Ogni anno, da agosto a ottobre, mentre l’emisfero australe si avvia verso la primavera, le sostanze chimiche prodotte dall’uomo (in particolare gli alocarburi, gas contenuti nelle bombolette spray e nei refrigeranti) iniziano a danneggiare l’ozono presente nella stratosfera sopra l’Antartide, facendo sì che lo strato di gas diventi molto più sottile fino a formare un vero e proprio buco, che raggiunge il suo picco tra metà settembre e metà ottobre. Quando, nella tarda primavera dell’emisfero australe, le temperature della stratosfera iniziano a salire, il processo di esaurimento dovuto agli alocarburi rallenta ed entro dicembre i livelli di ozono di solito tornano alla normalità.

Scoperto nel 1985, il buco dell’ozono ha immediatamente destato notevoli preoccupazioni, perché lo strato di questo gas è responsabile di assorbire parte delle radiazioni ultraviolette che provengono dal Sole, e che, in elevate quantità, sono pericolose per la nostra salute. Proprio per questo, nel 1987 l’Unione europea e altri 196 stati hanno firmato il Protocollo di Montreal, che vieta le principali sostanze chimiche dannose per l’ozono. Da allora il buco dell’ozono è un sorvegliato speciale ed è stato attentamente monitorato durante ogni primavera australe.

Dati poco rassicuranti

In occasione della Giornata internazionale per la conservazione dello strato di ozono, proclamata dalle Nazioni Unite e che si celebra ogni anno il 16 settembre per ricordare la firma del Protocollo di Montreal, il progetto europeo Copernicus Atmosphere Monitoring Service, gestito dalla Commissione europea e dall’Esa, ha rilasciato il primo aggiornamento riguardante il buco dell’ozono di quest’anno.

Il monitoraggio dello strato di ozono da parte di dei satelliti di Copernicus utilizza la modellazione al computer in combinazione con le osservazioni satellitari, in modo simile a quanto accade con le previsioni meteorologiche. Il servizio monitora sia lo strato di ozono sia le radiazioni ultraviolette che colpiscono la Terra, registra le tendenze passate e fornisce informazioni preziose sia sulla situazione attuale e futura dello strato di gas.

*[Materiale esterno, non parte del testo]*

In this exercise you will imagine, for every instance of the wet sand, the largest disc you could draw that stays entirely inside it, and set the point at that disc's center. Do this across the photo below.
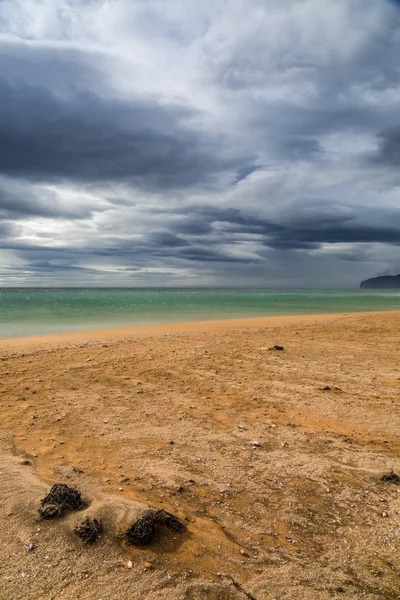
(272, 459)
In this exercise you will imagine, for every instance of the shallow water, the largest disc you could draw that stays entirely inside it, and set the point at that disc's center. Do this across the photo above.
(31, 311)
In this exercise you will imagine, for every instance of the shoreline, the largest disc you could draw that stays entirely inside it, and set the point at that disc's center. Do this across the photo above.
(132, 331)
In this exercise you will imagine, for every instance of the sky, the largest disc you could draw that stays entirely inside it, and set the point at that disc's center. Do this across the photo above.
(185, 143)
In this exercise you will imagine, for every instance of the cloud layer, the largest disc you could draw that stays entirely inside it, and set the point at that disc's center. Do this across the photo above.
(208, 143)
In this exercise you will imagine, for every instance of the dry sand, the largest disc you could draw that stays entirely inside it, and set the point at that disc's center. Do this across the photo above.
(302, 514)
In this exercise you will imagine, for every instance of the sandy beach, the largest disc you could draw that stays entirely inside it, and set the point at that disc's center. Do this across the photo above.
(272, 459)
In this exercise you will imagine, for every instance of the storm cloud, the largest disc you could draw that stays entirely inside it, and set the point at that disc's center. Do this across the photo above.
(206, 143)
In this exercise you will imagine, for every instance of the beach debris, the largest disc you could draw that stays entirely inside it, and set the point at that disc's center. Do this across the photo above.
(141, 532)
(60, 499)
(391, 477)
(89, 530)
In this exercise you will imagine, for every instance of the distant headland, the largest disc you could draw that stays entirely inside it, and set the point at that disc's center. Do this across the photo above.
(385, 282)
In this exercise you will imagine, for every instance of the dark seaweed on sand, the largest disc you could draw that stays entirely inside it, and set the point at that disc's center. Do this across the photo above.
(392, 477)
(141, 532)
(89, 530)
(60, 498)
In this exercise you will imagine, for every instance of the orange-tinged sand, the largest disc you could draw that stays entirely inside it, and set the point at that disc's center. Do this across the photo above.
(301, 514)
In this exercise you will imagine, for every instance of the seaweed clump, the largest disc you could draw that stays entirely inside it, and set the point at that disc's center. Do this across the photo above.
(89, 530)
(141, 532)
(391, 477)
(60, 498)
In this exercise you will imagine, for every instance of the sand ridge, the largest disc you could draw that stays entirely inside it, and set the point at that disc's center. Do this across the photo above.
(272, 459)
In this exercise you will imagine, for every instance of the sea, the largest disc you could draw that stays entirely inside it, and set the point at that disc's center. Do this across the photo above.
(35, 311)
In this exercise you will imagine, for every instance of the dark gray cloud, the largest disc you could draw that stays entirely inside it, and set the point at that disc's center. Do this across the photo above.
(221, 144)
(390, 147)
(85, 137)
(56, 125)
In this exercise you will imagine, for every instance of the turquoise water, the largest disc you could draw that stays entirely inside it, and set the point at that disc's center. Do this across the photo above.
(31, 311)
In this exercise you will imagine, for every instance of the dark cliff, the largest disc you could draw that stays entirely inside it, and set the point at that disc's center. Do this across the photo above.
(386, 282)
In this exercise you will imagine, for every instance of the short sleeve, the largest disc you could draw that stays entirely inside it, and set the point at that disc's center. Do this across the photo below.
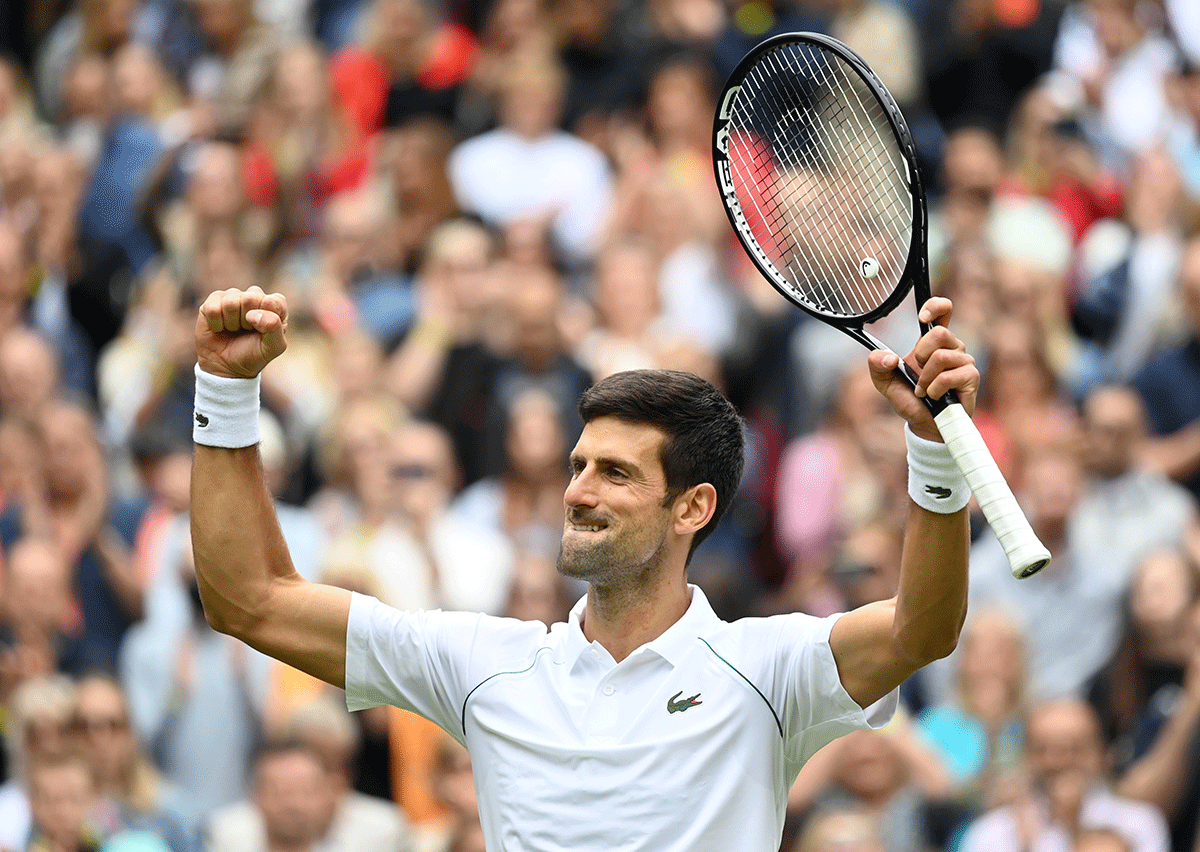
(815, 708)
(427, 661)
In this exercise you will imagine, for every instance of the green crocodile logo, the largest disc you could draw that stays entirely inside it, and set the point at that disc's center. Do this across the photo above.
(683, 705)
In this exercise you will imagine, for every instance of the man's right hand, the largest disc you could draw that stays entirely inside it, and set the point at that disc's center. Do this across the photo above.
(239, 333)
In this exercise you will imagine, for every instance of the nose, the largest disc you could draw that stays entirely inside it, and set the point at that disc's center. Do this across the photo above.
(580, 491)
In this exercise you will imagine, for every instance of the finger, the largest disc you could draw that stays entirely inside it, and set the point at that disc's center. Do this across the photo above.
(251, 299)
(964, 381)
(211, 315)
(231, 310)
(936, 311)
(937, 339)
(277, 304)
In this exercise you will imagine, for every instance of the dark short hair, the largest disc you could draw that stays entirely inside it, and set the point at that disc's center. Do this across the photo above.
(705, 439)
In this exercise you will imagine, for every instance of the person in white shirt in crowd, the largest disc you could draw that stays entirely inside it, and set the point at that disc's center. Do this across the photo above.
(527, 167)
(1067, 791)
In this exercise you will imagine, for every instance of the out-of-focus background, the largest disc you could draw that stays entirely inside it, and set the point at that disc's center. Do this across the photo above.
(478, 208)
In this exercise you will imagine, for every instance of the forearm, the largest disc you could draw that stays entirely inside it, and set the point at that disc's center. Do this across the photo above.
(931, 601)
(238, 545)
(247, 582)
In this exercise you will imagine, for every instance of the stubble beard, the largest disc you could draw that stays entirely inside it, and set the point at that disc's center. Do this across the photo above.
(607, 563)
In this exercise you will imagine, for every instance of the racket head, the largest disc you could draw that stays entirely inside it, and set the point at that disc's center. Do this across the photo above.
(819, 177)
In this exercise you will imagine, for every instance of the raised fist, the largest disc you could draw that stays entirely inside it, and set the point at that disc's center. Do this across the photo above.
(238, 333)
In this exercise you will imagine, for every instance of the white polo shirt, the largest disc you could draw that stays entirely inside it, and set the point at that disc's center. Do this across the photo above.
(689, 744)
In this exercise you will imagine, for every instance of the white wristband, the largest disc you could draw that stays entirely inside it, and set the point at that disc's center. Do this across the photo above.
(226, 411)
(935, 481)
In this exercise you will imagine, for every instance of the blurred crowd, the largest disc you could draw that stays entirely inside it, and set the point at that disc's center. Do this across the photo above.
(478, 208)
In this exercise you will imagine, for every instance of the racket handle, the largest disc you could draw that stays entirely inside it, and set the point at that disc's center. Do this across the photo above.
(1026, 555)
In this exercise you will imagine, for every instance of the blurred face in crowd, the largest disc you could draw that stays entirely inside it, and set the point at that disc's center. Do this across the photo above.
(39, 586)
(1114, 425)
(537, 448)
(534, 300)
(991, 672)
(840, 832)
(214, 191)
(137, 79)
(29, 372)
(869, 766)
(1189, 283)
(1062, 737)
(71, 449)
(423, 471)
(627, 288)
(531, 99)
(1051, 490)
(1161, 595)
(102, 723)
(294, 795)
(61, 797)
(300, 82)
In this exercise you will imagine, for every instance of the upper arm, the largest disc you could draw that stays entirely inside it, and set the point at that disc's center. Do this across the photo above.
(304, 625)
(870, 663)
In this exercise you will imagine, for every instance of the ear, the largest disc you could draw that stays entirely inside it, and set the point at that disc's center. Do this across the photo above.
(694, 509)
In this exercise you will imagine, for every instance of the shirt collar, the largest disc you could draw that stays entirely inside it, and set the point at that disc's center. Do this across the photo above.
(671, 645)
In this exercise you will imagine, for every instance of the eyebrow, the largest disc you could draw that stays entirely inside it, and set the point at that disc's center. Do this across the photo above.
(609, 462)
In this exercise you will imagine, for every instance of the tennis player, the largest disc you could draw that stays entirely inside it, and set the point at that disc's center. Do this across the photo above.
(645, 723)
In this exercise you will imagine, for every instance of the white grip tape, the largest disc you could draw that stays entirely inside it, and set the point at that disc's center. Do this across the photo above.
(1026, 555)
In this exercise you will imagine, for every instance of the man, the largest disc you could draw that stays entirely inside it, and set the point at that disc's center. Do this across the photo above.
(1067, 795)
(645, 723)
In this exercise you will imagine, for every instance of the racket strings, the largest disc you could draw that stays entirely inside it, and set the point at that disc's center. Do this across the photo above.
(821, 181)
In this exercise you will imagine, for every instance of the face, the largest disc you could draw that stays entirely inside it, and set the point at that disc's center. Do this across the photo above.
(1113, 425)
(292, 792)
(616, 523)
(102, 725)
(1062, 737)
(60, 798)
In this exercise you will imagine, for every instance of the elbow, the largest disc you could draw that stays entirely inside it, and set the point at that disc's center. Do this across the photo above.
(925, 648)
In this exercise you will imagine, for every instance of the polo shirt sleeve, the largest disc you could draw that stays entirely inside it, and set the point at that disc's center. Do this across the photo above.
(427, 661)
(815, 707)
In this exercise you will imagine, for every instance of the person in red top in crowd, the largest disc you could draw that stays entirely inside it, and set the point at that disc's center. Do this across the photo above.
(409, 63)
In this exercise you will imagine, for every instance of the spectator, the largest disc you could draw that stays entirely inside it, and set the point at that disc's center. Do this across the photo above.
(426, 557)
(196, 697)
(527, 167)
(1067, 792)
(293, 801)
(840, 831)
(91, 528)
(418, 189)
(891, 774)
(408, 64)
(124, 778)
(1128, 508)
(1165, 771)
(1170, 387)
(35, 630)
(1072, 611)
(63, 802)
(36, 727)
(525, 502)
(319, 730)
(979, 731)
(1153, 652)
(445, 367)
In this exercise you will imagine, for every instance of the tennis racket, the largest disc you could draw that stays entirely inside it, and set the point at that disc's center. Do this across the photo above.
(819, 177)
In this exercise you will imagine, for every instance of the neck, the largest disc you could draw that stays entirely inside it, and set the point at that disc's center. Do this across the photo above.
(624, 617)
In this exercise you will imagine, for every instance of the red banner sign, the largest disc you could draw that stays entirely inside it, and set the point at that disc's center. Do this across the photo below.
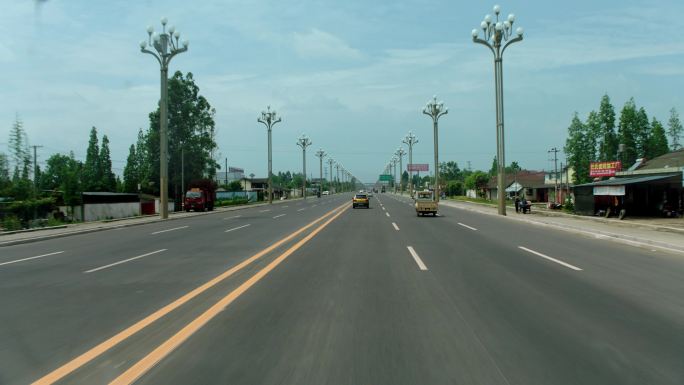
(599, 169)
(418, 167)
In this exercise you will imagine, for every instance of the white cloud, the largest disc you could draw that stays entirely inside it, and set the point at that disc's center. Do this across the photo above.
(320, 44)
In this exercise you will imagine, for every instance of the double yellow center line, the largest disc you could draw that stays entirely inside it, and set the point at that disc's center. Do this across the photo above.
(144, 365)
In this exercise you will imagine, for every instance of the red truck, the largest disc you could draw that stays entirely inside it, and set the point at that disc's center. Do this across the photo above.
(200, 196)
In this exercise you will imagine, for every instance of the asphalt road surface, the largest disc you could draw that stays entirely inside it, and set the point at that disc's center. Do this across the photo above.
(314, 292)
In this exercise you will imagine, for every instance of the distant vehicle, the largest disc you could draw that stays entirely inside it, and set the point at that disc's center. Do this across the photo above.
(360, 200)
(201, 195)
(425, 203)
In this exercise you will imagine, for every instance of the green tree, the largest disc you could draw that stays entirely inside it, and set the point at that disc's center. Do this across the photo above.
(143, 164)
(627, 132)
(658, 141)
(607, 139)
(63, 174)
(578, 148)
(192, 126)
(593, 131)
(92, 171)
(674, 129)
(449, 171)
(108, 181)
(477, 181)
(5, 180)
(130, 182)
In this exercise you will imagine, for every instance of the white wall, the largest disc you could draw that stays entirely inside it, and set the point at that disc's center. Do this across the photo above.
(100, 211)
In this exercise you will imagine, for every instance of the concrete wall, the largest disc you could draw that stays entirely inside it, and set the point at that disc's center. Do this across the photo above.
(100, 211)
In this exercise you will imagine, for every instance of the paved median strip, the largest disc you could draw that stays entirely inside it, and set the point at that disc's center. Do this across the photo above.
(120, 262)
(30, 258)
(237, 228)
(466, 226)
(416, 258)
(569, 266)
(167, 230)
(83, 359)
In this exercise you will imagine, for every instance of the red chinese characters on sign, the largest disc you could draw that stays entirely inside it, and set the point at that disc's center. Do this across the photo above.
(418, 167)
(599, 169)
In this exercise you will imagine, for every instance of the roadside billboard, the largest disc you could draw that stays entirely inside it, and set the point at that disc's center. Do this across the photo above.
(600, 169)
(418, 167)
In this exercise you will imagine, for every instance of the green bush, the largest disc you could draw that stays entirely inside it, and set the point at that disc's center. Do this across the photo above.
(11, 223)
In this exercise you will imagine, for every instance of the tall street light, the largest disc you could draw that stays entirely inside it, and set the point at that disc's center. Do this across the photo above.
(400, 154)
(269, 119)
(497, 36)
(320, 154)
(435, 110)
(304, 142)
(331, 162)
(163, 46)
(410, 140)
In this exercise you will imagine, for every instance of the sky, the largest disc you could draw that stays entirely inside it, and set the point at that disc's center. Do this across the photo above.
(352, 75)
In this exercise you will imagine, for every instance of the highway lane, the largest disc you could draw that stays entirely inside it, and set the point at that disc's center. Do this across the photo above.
(354, 307)
(58, 310)
(353, 304)
(619, 320)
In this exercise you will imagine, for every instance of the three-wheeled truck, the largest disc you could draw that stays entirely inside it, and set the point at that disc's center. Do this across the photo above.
(425, 203)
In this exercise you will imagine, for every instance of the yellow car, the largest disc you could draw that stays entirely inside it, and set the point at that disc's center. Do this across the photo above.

Ciò che emerge dalle registrazioni di Copernicus, tuttavia, non è affatto rassicurante: il buco dell’ozono, dopo una partenza assolutamente nella norma, ha raggiunto una notevole estensione, superando le dimensioni dell’Antartide: risulta – riportano gli scienziati –  più grande del 75% rispetto alla media dei buchi dell’ozono registrati dal 1979.

Inizialmente, quest’anno, il buco dell’ozono si è sviluppato come previsto: sembrava abbastanza simile a quello dell’anno scorso, ma poi, più avanti nella stagione primaverile australe, si è trasformato in uno dei buchi dell’ozono più duraturi nel nostro record di dati”, ha commentato Vincent-Henri Peuch, direttore di Copernicus. E ha aggiunto: “Ora le nostre previsioni mostrano che il buco di quest’anno si è evoluto in uno molto più grande del solito: il vortice è abbastanza stabile e le temperature stratosferiche sono addirittura inferiori rispetto allo scorso anno. Stiamo osservando un buco dell’ozono abbastanza grande e potenzialmente anche profondo”.

Questi dati suonano come un monito: dopo la messa al bando degli alocarburi, infatti, lo strato di ozono ha mostrato segni di ripresa, ma gli scienziati ricordano che si tratta di un processo lento. Ci vorranno, infatti, diversi decenni per eliminare completamente le sostanze in grado di ridurre l’ozono (si stima che ciò potrebbe avvenire nel 2060-2070). Nel frattempo, è cruciale rispettare quanto definito dagli accordi di Montreal e monitorare attentamente la situazione.